De MAPI-waarden die u kunt gebruiken voor de waarde TurnOnContactTabMAPIReplace#, worden weergegeven in de kolom Eigenschapstag van de tabel die in het volgende artikel wordt weergegeven:

Eigenschappen van e-mailgebruiker

Niet elk kenmerk dat in dit MSDN-artikel wordt vermeld, is beschikbaar voor aanpassing in het visitekaartje.
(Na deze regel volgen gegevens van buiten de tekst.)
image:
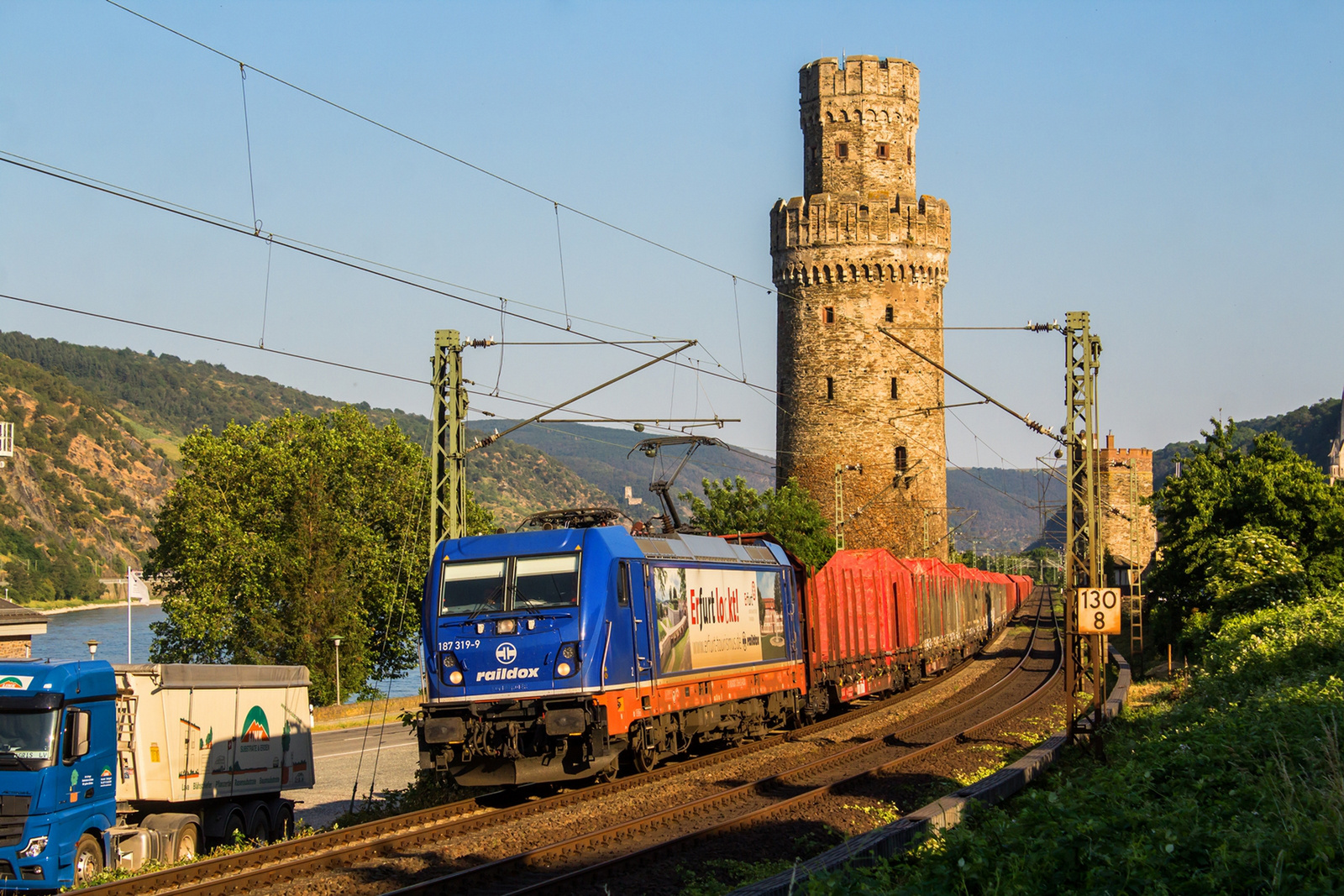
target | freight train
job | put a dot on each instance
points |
(564, 653)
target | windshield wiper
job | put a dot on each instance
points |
(486, 602)
(8, 754)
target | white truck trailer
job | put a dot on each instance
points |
(116, 765)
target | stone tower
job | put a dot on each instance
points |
(1126, 481)
(862, 249)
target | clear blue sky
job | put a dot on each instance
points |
(1175, 170)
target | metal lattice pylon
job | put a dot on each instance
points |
(448, 453)
(1082, 521)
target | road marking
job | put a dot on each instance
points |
(351, 752)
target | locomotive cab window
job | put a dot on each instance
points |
(474, 587)
(548, 582)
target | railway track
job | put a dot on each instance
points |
(300, 857)
(550, 869)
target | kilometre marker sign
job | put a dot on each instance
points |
(1099, 610)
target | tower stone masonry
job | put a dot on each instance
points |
(862, 249)
(1126, 483)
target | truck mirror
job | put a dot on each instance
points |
(81, 732)
(77, 734)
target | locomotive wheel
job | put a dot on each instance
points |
(643, 752)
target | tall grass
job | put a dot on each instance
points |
(1227, 782)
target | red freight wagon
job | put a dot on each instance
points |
(875, 622)
(862, 626)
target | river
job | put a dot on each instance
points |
(69, 633)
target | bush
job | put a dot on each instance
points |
(1229, 782)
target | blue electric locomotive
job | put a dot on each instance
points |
(551, 653)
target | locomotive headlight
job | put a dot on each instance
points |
(449, 669)
(569, 660)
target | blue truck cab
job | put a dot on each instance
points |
(118, 765)
(58, 761)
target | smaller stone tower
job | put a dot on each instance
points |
(1336, 463)
(1126, 479)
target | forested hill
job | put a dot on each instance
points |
(602, 456)
(175, 396)
(78, 496)
(97, 432)
(1310, 430)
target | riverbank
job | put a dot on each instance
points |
(363, 712)
(57, 607)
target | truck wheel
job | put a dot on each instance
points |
(284, 826)
(642, 752)
(188, 841)
(87, 859)
(259, 826)
(234, 826)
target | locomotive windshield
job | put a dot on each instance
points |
(474, 587)
(514, 584)
(548, 582)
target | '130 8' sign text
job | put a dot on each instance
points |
(1099, 610)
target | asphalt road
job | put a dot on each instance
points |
(346, 757)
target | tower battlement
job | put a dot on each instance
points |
(859, 76)
(848, 217)
(859, 125)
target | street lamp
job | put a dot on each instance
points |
(335, 640)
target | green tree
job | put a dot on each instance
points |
(1241, 530)
(788, 513)
(291, 531)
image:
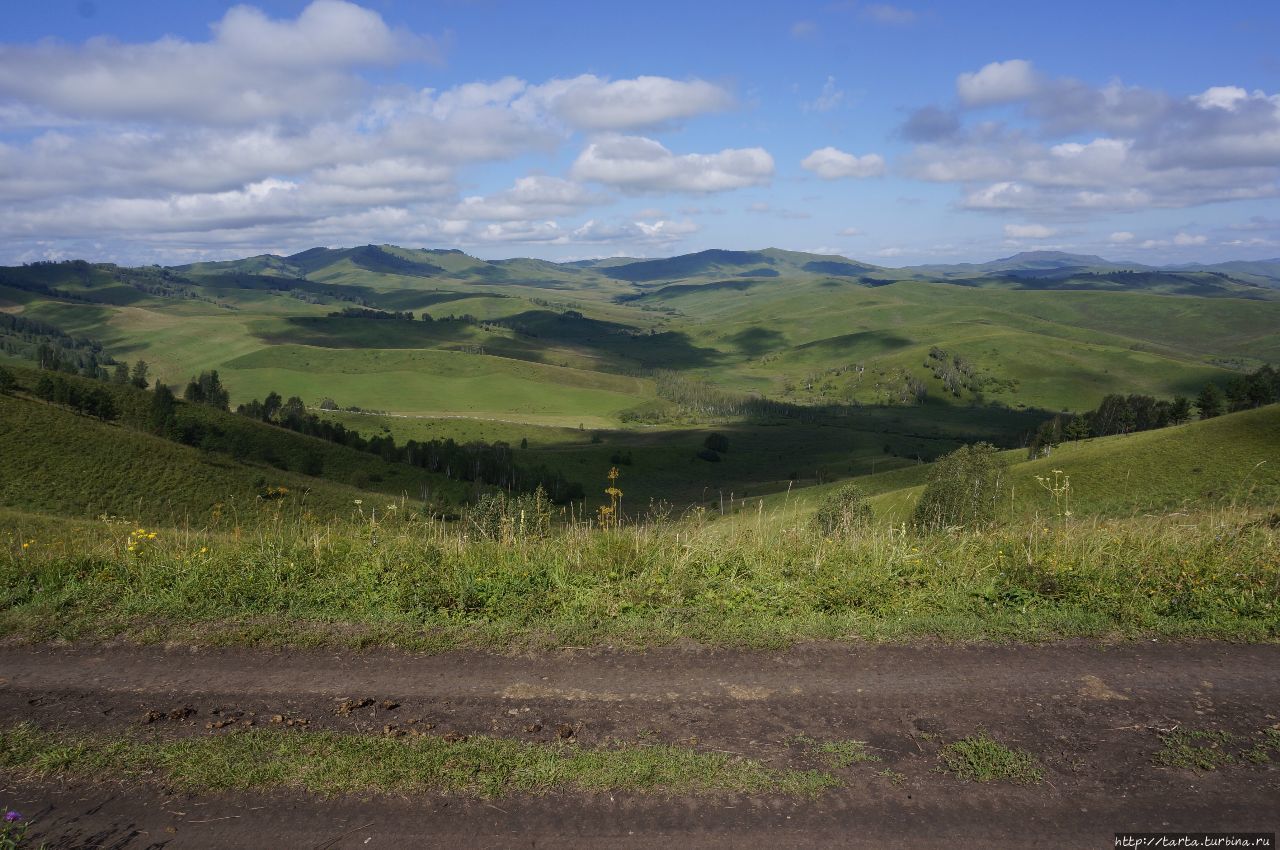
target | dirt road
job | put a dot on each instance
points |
(1091, 713)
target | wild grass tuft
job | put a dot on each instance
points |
(330, 763)
(979, 758)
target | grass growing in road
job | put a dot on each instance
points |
(332, 763)
(1196, 749)
(837, 754)
(1214, 749)
(979, 758)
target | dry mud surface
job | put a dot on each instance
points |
(1091, 713)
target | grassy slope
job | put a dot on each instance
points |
(762, 334)
(56, 461)
(1233, 458)
(430, 380)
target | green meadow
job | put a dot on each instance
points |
(734, 396)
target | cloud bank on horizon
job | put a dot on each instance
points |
(273, 131)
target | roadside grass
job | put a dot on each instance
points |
(979, 758)
(329, 763)
(394, 577)
(1214, 749)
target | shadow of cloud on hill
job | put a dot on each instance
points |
(863, 343)
(617, 341)
(758, 341)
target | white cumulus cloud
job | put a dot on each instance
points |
(592, 103)
(833, 164)
(1028, 232)
(999, 82)
(639, 164)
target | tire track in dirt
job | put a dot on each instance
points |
(1091, 713)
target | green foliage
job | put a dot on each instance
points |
(716, 442)
(87, 467)
(1210, 401)
(208, 389)
(844, 512)
(1196, 749)
(138, 374)
(272, 575)
(332, 763)
(963, 490)
(979, 758)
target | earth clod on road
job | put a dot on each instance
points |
(1095, 716)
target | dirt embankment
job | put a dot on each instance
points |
(1092, 714)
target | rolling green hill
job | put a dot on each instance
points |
(1228, 460)
(839, 368)
(58, 461)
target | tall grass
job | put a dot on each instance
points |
(396, 577)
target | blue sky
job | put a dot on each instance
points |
(160, 132)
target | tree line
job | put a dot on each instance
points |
(472, 461)
(1134, 412)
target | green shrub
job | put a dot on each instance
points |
(963, 490)
(842, 512)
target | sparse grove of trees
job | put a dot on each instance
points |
(1129, 414)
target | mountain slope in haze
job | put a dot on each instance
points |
(769, 263)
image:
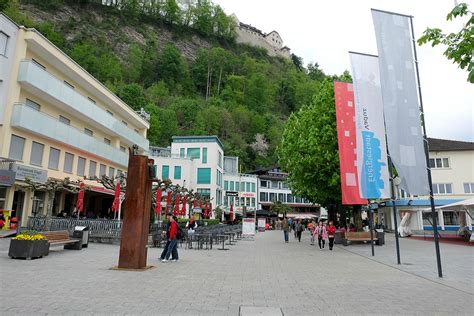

De velden Locatie en Agenda opnieuw rangschikt

De velden Locatie en Agenda in het visitekaartje verschillen van de andere velden in het visitekaartje. Deze twee velden halen geen gegevens op uit MAPI-eigenschappen. De gegevens voor het veld Agenda worden opgehaald uit uw huidige beschikbaarheidsgegevens en de gegevens voor het veld Locatie worden opgehaald uit de instelling Locatie in Office Communicator, zoals wordt weergegeven in de volgende afbeelding:

Schermopname van de locatie-instelling in Office Communicator

Opmerking

Microsoft Office Communicator moet worden uitgevoerd om de gegevens te kunnen weergeven naast het veld Locatie in het visitekaartje.

De volgende registergegevens worden gebruikt om de velden Agenda en Locatie in het visitekaartje van hun standaardlocatie te verplaatsen.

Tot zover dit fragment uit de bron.